More progress has been made in vaccine pricing in the past 10 days than in the past decade. On Monday, GlaxoSmithKline and Merck announced their decision to slash the prices they charge the world's poorest countries for rotavirus vaccines by up to 68 percent. This decision marks the first major shift in vaccine pricing since the birth of the GAVI Alliance -- a public-private partnership working to improve access to immunization in developing countries -- in 2000.
Also on Monday, three emerging market manufacturers -- Serum Institute, Panacea Biotec and Bharat Biotech -- announced that they will provide DTP-Hepatitis B-Hib pentavalent vaccines at the lowest price these vaccines have ever been made available -- as low as $1.75 per dose. Merck announced that it will reduce the cost of its human papillomavirus (HPV) vaccine, which prevents cervical cancer. And last week, UNICEF -- the world's leading vaccine purchaser -- announced that it will now make the prices it pays for these vaccines transparent to the public.
These announcements were good news to many of the key players in global immunization -- and show clear evidence of the "market shaping" impact of GAVI. When GAVI was launched in 2000 with $750 million over 5 years, there were widespread expectations that prices for common vaccines, such as the DTP-Hepatitis B-Hib pentavalent, mentioned above, would drop within that time period. These expectations were naïve and overly optimistic given that the vaccine industry typically needs at least 8-10 years to develop new vaccines. Nonetheless pressure mounted on GAVI to show progress in driving prices down, and so these announcements represent some welcome relief.

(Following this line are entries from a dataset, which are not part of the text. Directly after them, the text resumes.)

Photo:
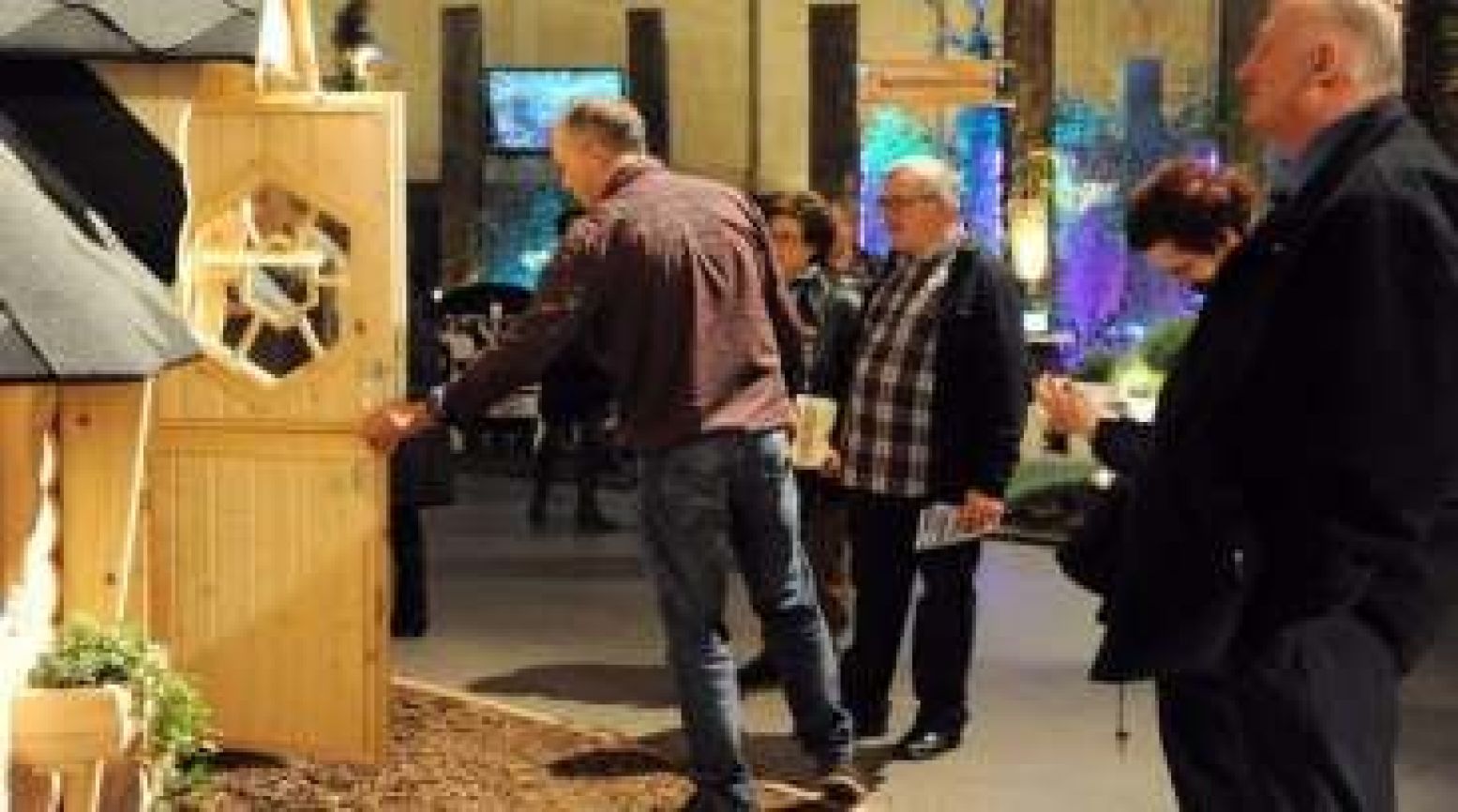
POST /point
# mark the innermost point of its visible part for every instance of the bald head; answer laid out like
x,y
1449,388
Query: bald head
x,y
1314,62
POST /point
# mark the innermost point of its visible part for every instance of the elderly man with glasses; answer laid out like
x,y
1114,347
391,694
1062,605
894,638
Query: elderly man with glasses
x,y
937,393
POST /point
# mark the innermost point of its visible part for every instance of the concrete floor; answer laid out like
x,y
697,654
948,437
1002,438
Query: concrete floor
x,y
566,625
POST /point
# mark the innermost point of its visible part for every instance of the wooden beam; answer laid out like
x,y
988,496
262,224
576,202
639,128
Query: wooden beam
x,y
461,143
104,430
1238,23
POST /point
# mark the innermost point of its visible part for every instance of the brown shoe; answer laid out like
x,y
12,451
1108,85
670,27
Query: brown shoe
x,y
842,786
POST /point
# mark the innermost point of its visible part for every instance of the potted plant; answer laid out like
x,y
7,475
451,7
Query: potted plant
x,y
141,709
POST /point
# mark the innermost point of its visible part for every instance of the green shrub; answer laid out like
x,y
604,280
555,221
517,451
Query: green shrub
x,y
176,740
1098,368
1163,344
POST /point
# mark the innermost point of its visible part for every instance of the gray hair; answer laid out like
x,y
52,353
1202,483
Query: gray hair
x,y
1378,28
937,173
612,123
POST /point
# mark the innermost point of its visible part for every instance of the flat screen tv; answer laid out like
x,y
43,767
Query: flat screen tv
x,y
524,102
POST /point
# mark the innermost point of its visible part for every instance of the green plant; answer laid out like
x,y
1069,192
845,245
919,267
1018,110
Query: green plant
x,y
1098,368
176,741
1163,344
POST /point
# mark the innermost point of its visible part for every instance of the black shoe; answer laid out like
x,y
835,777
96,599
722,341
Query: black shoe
x,y
924,744
757,674
868,728
842,786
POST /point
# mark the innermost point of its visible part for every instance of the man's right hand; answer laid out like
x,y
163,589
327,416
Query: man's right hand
x,y
833,464
386,426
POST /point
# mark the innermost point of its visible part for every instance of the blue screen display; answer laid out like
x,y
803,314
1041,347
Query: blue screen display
x,y
524,104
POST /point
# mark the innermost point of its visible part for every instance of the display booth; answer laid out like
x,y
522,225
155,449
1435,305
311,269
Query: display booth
x,y
228,504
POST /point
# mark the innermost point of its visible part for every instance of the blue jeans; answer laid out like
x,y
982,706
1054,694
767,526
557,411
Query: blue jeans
x,y
707,504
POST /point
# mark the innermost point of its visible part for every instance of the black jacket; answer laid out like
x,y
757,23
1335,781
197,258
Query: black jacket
x,y
1308,436
982,389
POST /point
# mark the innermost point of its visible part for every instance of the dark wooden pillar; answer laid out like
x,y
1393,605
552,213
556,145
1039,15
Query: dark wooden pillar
x,y
648,75
1431,49
1029,31
462,142
834,131
1238,23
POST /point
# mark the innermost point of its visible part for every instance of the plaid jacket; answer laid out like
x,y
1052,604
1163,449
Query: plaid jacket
x,y
890,407
980,383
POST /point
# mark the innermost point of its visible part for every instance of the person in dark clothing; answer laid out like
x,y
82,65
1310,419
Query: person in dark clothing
x,y
937,391
672,281
573,406
1185,218
803,233
420,475
1277,538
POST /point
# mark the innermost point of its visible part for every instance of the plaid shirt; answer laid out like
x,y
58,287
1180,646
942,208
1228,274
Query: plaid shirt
x,y
888,442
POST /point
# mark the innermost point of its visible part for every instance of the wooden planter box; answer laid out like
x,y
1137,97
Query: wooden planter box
x,y
63,727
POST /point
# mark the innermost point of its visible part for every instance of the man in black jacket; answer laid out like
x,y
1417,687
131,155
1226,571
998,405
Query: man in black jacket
x,y
1279,540
933,413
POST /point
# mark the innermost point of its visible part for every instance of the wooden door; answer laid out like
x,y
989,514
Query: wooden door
x,y
265,510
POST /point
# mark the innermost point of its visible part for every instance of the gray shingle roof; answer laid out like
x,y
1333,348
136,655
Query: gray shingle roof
x,y
73,304
131,29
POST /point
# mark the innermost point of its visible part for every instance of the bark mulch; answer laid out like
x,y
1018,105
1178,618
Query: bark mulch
x,y
448,753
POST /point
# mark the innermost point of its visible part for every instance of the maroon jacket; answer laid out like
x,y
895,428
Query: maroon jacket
x,y
671,280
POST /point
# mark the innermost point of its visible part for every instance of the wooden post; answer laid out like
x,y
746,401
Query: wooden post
x,y
305,50
1238,23
104,429
1431,49
1030,50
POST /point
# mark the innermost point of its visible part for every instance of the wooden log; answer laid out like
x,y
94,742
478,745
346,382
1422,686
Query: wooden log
x,y
104,430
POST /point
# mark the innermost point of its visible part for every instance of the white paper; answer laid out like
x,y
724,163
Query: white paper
x,y
817,417
938,527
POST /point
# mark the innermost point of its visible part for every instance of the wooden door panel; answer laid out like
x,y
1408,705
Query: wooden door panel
x,y
267,512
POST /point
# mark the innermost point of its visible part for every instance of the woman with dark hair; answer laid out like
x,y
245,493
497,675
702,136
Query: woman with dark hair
x,y
573,406
803,233
1187,218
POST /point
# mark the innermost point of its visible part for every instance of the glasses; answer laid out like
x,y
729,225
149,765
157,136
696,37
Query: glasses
x,y
894,202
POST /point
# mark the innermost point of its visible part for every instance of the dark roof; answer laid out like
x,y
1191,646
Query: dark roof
x,y
134,184
75,305
131,29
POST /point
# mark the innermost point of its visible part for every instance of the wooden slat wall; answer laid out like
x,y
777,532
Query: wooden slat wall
x,y
1094,38
648,76
267,510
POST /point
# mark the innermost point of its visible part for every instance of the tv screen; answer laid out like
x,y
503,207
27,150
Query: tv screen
x,y
524,102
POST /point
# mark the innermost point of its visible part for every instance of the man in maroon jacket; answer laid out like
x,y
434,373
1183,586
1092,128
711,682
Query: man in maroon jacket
x,y
671,281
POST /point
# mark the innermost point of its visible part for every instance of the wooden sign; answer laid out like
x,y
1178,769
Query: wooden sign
x,y
930,82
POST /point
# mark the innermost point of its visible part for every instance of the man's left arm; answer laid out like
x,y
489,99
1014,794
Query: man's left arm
x,y
1373,406
998,389
570,292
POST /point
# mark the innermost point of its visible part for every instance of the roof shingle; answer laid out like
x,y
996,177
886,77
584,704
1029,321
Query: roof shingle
x,y
131,29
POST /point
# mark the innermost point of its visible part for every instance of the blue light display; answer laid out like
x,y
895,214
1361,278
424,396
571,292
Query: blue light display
x,y
524,104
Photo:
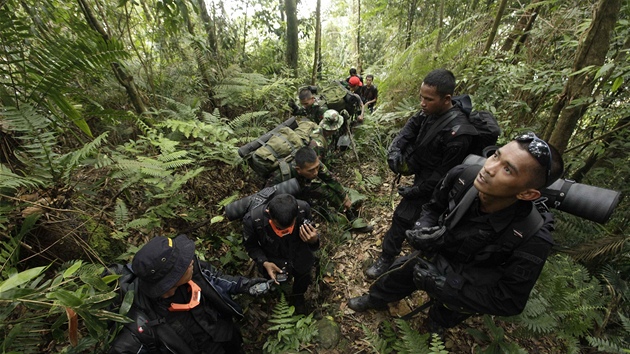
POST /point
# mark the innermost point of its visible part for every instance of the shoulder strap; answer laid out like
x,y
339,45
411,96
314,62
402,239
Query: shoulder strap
x,y
464,181
258,217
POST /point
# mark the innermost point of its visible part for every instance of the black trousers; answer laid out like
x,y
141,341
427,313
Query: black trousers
x,y
406,214
397,283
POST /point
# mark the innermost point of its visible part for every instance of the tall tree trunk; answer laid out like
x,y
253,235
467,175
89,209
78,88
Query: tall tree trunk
x,y
523,37
591,52
208,24
244,30
290,7
120,72
439,36
520,28
318,42
495,26
202,60
358,40
411,14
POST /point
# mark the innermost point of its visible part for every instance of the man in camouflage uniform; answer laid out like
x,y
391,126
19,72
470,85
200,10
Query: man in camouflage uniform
x,y
319,188
317,185
332,135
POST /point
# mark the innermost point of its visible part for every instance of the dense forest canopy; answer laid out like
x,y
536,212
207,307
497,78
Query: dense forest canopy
x,y
121,120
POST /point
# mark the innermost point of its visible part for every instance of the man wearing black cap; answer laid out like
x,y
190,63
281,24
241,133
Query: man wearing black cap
x,y
181,304
281,239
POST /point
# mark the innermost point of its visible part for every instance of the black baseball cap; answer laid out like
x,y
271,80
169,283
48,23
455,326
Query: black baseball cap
x,y
162,262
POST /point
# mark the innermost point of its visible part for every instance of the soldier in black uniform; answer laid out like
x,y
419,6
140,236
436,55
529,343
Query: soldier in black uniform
x,y
280,238
427,149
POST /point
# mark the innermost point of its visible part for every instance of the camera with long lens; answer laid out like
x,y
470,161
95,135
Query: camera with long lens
x,y
262,288
583,200
237,209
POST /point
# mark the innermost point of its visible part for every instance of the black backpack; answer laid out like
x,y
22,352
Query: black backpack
x,y
488,130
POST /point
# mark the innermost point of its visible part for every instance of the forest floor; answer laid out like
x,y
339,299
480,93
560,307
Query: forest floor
x,y
344,261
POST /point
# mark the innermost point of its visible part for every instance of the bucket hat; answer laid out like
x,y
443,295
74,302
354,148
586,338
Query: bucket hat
x,y
332,120
161,263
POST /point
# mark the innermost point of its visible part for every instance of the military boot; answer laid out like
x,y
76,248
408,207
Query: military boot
x,y
379,267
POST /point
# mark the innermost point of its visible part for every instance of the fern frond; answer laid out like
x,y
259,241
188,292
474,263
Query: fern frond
x,y
8,179
613,345
608,246
177,163
292,331
121,212
412,341
379,345
245,118
173,156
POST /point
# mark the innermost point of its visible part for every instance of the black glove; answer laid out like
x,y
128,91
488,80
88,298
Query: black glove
x,y
293,106
426,239
427,277
410,192
395,161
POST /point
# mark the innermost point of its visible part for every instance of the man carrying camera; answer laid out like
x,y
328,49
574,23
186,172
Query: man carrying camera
x,y
279,237
481,240
427,148
180,304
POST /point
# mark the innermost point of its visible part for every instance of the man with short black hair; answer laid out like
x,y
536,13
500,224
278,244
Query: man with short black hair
x,y
481,240
317,185
181,304
432,142
281,239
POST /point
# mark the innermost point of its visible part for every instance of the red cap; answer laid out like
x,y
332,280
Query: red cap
x,y
355,81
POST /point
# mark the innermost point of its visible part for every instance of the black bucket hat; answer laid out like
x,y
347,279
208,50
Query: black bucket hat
x,y
161,263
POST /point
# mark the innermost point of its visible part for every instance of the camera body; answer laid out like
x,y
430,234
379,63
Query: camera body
x,y
583,200
262,288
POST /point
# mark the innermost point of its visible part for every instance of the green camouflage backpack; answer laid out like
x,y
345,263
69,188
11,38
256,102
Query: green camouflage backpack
x,y
278,151
334,93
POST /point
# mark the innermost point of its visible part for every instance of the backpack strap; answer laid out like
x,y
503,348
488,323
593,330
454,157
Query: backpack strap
x,y
258,218
285,169
435,129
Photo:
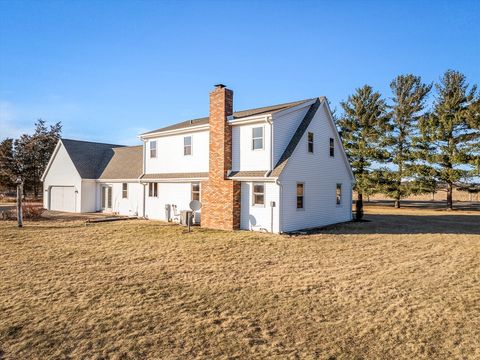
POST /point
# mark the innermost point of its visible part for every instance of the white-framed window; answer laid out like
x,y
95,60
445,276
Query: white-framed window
x,y
257,138
258,194
300,195
196,191
310,142
187,145
153,149
153,189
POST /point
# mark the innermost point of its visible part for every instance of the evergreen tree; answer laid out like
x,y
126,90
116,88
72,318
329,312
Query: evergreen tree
x,y
362,124
452,131
408,102
32,153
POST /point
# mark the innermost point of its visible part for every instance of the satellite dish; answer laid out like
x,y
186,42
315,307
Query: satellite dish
x,y
195,205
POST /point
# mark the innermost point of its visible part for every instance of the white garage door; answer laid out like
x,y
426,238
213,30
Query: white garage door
x,y
62,198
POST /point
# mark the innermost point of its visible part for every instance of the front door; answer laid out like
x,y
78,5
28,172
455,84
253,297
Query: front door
x,y
106,198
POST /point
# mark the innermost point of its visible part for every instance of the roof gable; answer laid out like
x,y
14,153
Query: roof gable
x,y
89,158
236,115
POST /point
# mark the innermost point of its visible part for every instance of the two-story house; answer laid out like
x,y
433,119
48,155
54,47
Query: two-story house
x,y
278,168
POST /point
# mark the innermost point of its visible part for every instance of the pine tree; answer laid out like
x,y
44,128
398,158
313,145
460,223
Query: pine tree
x,y
452,131
362,124
408,102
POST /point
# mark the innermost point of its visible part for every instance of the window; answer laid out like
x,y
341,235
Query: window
x,y
310,142
258,194
257,138
153,149
300,195
152,189
187,145
196,191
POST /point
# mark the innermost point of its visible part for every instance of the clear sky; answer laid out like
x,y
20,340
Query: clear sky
x,y
109,70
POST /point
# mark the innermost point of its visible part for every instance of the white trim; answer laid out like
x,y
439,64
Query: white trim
x,y
50,162
174,132
337,135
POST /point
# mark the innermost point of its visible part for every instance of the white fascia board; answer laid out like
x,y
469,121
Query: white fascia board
x,y
117,180
174,180
295,108
174,132
250,119
50,162
337,135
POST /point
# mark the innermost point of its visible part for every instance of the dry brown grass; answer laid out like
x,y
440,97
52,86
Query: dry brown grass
x,y
400,286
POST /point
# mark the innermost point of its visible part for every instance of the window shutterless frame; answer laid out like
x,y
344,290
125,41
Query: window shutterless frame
x,y
153,149
258,192
310,142
187,145
338,194
196,191
300,196
258,138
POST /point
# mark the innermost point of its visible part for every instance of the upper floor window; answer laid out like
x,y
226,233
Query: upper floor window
x,y
187,145
196,191
300,195
310,142
153,149
338,194
258,194
257,138
152,189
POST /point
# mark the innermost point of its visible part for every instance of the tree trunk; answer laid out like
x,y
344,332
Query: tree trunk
x,y
449,196
359,207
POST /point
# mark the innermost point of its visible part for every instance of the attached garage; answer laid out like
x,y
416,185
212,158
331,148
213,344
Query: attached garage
x,y
62,198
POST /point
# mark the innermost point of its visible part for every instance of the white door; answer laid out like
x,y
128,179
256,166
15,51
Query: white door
x,y
62,198
106,198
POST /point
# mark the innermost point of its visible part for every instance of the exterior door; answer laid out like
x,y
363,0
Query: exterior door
x,y
106,198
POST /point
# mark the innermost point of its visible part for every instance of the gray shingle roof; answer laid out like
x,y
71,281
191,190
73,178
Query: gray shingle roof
x,y
89,158
126,163
236,115
247,173
175,176
295,139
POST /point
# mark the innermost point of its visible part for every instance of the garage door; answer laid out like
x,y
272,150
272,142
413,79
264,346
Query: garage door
x,y
62,198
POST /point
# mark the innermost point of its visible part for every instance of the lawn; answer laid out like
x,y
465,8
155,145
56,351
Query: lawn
x,y
404,285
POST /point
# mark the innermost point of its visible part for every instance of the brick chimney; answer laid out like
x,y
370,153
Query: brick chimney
x,y
220,196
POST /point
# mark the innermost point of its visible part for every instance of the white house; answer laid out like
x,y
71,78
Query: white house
x,y
278,168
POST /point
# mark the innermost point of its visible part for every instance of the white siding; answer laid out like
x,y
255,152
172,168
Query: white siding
x,y
132,205
179,194
259,217
320,173
89,196
62,172
170,158
283,129
243,156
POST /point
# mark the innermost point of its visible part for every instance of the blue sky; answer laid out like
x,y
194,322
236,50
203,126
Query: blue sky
x,y
109,70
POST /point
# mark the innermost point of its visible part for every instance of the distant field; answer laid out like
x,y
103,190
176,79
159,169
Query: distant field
x,y
404,285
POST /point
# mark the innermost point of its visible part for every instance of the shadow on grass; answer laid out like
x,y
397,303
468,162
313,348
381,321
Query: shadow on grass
x,y
407,224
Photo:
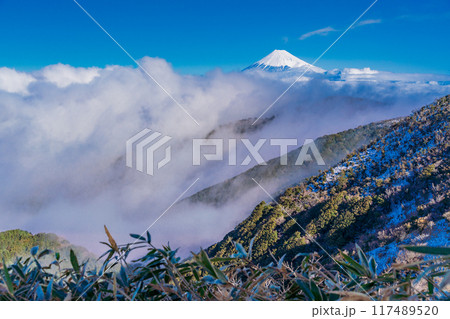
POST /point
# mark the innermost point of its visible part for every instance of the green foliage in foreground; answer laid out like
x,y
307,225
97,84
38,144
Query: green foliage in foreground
x,y
161,275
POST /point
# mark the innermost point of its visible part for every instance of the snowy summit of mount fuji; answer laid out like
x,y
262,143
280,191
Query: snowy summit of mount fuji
x,y
281,60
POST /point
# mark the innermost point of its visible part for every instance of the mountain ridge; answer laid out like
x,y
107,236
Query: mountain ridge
x,y
281,60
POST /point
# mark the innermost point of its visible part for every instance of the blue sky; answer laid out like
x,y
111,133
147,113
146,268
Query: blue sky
x,y
197,36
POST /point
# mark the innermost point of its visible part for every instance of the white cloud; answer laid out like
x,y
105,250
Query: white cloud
x,y
13,81
65,166
321,32
63,75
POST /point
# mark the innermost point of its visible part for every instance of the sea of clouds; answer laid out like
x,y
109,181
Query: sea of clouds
x,y
63,132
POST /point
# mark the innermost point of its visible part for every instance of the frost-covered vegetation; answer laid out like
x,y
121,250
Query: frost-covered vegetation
x,y
394,191
160,275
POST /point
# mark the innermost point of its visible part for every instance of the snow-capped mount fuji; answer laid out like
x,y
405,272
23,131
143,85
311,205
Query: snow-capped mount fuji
x,y
281,60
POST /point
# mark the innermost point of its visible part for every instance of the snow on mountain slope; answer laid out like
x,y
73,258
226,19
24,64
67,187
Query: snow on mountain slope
x,y
281,60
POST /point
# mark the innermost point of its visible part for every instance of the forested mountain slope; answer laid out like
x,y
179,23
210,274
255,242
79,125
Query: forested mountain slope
x,y
17,243
333,148
394,191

The first step forward was in November 2010 -- a decade into GAVI's work -- when it announced pricing for the pentavalent vaccine would drop below $3.00 USD per dose. The unprecedented announcements made in recent days further this progress, and represent the most significant industry steps to date to help increase vaccine access in the world's poorest regions.
With sufficient funding support from donors, GAVI plans to introduce rotavirus vaccines in 40 countries before 2015 and is looking to make HPV vaccines available to girls in the future. Both rotavirus and HPV vaccines came on the market in the U.S. in 2006. The new pricing arrangements signify significant progress in accelerating vaccine access when compared to many other vaccines from the past.
While the moral imperative and life-saving value of vaccines is clear, vaccine pricing is the result of market interactions between buyers and sellers. Vaccine manufacturers were able to make this unprecedented move, in part, because GAVI and the developing countries where these vaccines will be used are becoming a reliable market with credible, predictable demand and financing. By indicating their demand for vaccines years in advance of when they are needed, and by investing in the systems needed to deliver them, GAVI and the countries it serves have begun reducing the risks that previously characterized this market -- risks that companies previously passed along in the form of higher prices. The price drops observed this week are in large part a product of this evolution from a risky, unpredictable market into a credible, predictable one.
The recent announcements tell us a lot more about the seller than the buyer, an essential component of this equation. Better understanding the buyer's side is imperative to further improving global access to vaccines. Procurement, for example, is an important component of vaccine costs that is still relatively opaque. And while national financing for vaccines has been increasing since 2000 -- one of the most underappreciated success stories of the GAVI years -- the introduction of newer, more complex vaccines has also led to substantial overall increases in vaccine costs for countries like Ghana, Uganda, and Bangladesh. Consequently, vaccine financing and procurement will remain important issues in the years to come.
Broad agreements for vaccine financing, where every player knows what, how and when they must contribute to the process, are critical to expanding access. Driving down prices provides relief to buyers of current products. But realizing the full benefits of vaccines requires stable vaccine supply and sustained innovation, both of which generally come from vaccine manufacturers, and at least, in part, are funded by the margins that they gain from selling vaccines above manufacturing costs. Finding the right balance between affordable prices, innovation, and supply security will require hard work, patience, and a long-term view.
The timing of this week's announcements by industry could not have been better for GAVI, its donors or the children in developing countries who benefit from its work. Next Monday, June 13, GAVI's donors will come together in London to make new pledges of funding to support the Alliance's goal of reaching 240 million more children with lifesaving vaccines by 2015. With decreasing vaccine prices, donors can be more confident in the value that comes from their support to GAVI -- getting more bang for their buck.
Before these price declines, vaccines were already amongst the most cost-effective life-saving interventions available. With these lower prices, the value of vaccines and the case for investing in them, just got even stronger.